It's 6:32 right now in Sacramento, Ca. The Saints are winning the Super Bowl and I'm upstairs in the computer lab trying to entertain myself. I didn't sit through any of the game this year because I was busy trying to pack, also I don't really care about football, and there were no traditional Super Bowl snacks. I mean what is a Super Bowl party without pigs in a blanket and my mom's famous chips con queso recipe which she stole off the Velveta Cheese box. I just can't convince myself to do it. Although, I do have to say I hope the Saints win. It would be great for their community. Nothing brings together a city like a big win be it Football, Basketball, or Baseball. *
I'm excited about arriving in Mecca, Ca but I'm not so much excited for driving 10 hours packed in a 15 passenger van like sardines. I'm hoping that we will be able to pack effectively and that there will be enough room for me to wiggle my toes. I'm planning on wearing my steel toe boots mostly because I don't have room to pack 'em. Wearing steel toes and working all day sucks but wearing them while driving them sucks harder. I'm complaining a lot about this trip and I think a lot of it is because currently I can see many of the flaws in others and myself. I'm concerned for a lot of things that might happen over the course of these next two months. I'm also excited for the potential a big blow up could bring. I don't know I think maybe I'm just looking at the worst in things instead of the best in things.

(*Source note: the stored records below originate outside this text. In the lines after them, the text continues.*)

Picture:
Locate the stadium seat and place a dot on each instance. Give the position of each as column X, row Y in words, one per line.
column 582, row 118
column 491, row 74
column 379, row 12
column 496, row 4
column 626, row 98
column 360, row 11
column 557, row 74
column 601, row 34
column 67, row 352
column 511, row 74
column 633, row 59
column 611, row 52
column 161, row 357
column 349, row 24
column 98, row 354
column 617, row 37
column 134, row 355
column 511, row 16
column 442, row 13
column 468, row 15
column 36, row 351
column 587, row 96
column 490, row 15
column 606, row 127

I've been isolating myself a lot more lately, and I'm kind of concerned as to why. I can't pinpoint what is making me want to turtle up. I'm generally a very outgoing person, often in the middle of everything and very much want to be included. But recently, I've forgone outings and gone to bed early. Perhaps, I'm getting sick, perhaps this past month has been emotionally draining and I'm not feeling up to exerting more energy than what is absolutely necessary.
I do still believe in this program and am very happy about my actual work. I think it does make a difference, some projects more than others. I'm just blah right now. Possibly because I'm exhausted from packing. I hate packing and it doesn't get any easier no matter how many times you move.
I guess that's all. See you in Mecca?
Sara
*The Saints won, my friends in New Orleans are probably having a blast right now.